In shaping their strategy, Newt Gingrich and Trent Lott have to deal with how that agenda plays in the national arena. The GOP's national delegate and presidential convention machinery is indeed solidly in the hands of the religious right, who are loudly declaring that their political time has come.

Christian right leaders Gary Bauer and James Dobson have put the squeeze on the Republican congressional leadership. In mid-June, they heated up a national Republican meeting in Iowa by decrying, as reported in USA Today, "a godless America 'in moral free-fall,' where kids kill their newborns and each other." They attacked tolerance of homosexuals, violence and sex in the media, abortion, and premarital sex.

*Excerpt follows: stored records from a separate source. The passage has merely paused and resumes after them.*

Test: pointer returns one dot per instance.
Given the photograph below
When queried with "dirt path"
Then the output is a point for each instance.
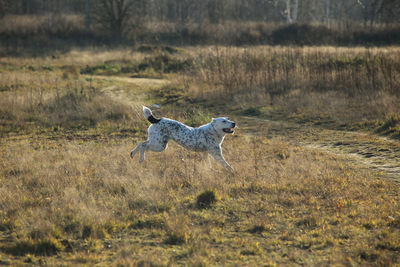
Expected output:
(136, 94)
(369, 151)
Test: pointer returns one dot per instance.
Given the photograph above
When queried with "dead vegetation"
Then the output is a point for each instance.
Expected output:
(70, 194)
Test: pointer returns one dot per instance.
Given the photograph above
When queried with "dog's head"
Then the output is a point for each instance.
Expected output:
(223, 124)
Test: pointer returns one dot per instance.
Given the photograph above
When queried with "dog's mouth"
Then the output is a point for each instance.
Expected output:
(228, 130)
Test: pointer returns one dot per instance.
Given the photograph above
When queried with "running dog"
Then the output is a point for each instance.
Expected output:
(208, 137)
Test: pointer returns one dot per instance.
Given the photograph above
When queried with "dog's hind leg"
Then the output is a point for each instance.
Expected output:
(141, 148)
(148, 145)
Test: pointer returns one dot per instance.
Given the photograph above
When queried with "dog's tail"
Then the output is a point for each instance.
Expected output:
(149, 115)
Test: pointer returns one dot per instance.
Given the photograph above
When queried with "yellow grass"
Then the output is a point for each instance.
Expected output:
(70, 194)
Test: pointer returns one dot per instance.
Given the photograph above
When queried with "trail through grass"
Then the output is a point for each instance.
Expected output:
(367, 150)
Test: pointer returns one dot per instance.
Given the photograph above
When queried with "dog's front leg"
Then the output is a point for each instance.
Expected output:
(217, 155)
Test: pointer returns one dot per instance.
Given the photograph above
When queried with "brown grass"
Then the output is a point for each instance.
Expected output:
(72, 196)
(346, 85)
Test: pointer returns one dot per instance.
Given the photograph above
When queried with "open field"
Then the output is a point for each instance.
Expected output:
(316, 158)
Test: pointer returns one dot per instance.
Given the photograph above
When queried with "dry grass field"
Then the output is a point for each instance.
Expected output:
(315, 184)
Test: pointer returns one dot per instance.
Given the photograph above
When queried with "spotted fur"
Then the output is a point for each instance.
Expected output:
(206, 138)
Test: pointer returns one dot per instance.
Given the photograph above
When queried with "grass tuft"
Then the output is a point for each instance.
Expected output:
(206, 199)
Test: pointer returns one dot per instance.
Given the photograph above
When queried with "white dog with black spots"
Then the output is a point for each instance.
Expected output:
(208, 137)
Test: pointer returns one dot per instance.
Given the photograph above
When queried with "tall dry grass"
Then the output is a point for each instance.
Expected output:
(81, 196)
(346, 84)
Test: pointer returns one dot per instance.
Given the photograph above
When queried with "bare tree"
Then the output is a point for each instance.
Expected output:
(291, 11)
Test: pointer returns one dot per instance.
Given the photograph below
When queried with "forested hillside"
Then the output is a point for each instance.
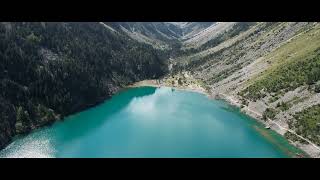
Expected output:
(50, 70)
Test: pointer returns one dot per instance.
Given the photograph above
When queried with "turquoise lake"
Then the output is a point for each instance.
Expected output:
(153, 122)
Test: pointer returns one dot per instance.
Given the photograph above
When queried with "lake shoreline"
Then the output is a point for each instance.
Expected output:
(226, 98)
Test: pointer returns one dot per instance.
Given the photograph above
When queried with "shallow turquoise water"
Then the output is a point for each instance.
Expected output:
(150, 122)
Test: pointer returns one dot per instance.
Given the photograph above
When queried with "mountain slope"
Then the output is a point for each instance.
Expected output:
(50, 70)
(270, 70)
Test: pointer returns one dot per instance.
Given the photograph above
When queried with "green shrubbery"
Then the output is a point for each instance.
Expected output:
(307, 123)
(285, 78)
(269, 113)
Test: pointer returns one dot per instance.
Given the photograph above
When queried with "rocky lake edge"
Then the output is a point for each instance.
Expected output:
(188, 83)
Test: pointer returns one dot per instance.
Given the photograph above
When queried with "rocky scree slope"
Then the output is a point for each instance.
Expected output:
(270, 70)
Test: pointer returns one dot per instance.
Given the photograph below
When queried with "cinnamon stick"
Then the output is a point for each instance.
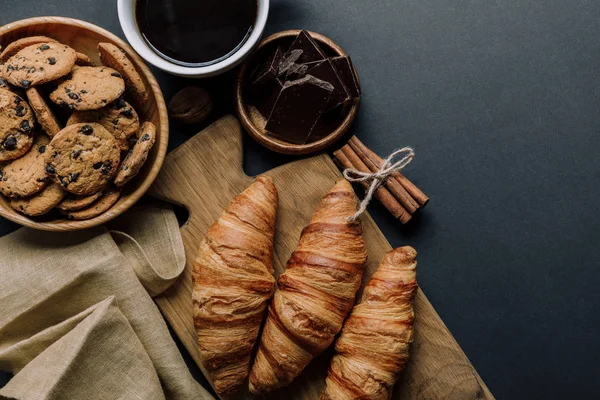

Calls for men to dominate The same week, Trent Lott said he believes homosexuality is a sin and that gay people should be helped to deal with it "just like alcohol... or sex addiction... or kleptomaniacs." Some potential presidential candidates, such as Bauer and Alan Keyes, are using Promise Keeper and Black Muslim rhetoric, calling on men to take their rightful place at the head of the family.

The nation's electoral politics are too diverse and regional for results to be determined by any single issue. Many elections will turn on the personality and record of individual candidates, and incumbency tends to be an advantage. But, as the "Ten Races to Watch" Box (see page 51) shows, key elections in a number of states will be decided, often with razor-thin margins, by who goes to the polls and who stays home.

The outcome of campaigns around the country will be determined by the number of women who care enough about their rights to get out and vote. If they don't, the religious right will be in a position to seriously bully the majority of Americans who don't hold to their views. As the millennium dawns, the nation could find itself debating yet again whether women should return to their traditional role as housewives subservient to, and dependent on, their husbands. With all the problems America and the world face, this is a fight we don't need to have.


New York-based Tanya Melich is a political analyst and author of The Republican War Against Women (Bantam paperback, new edition 1998).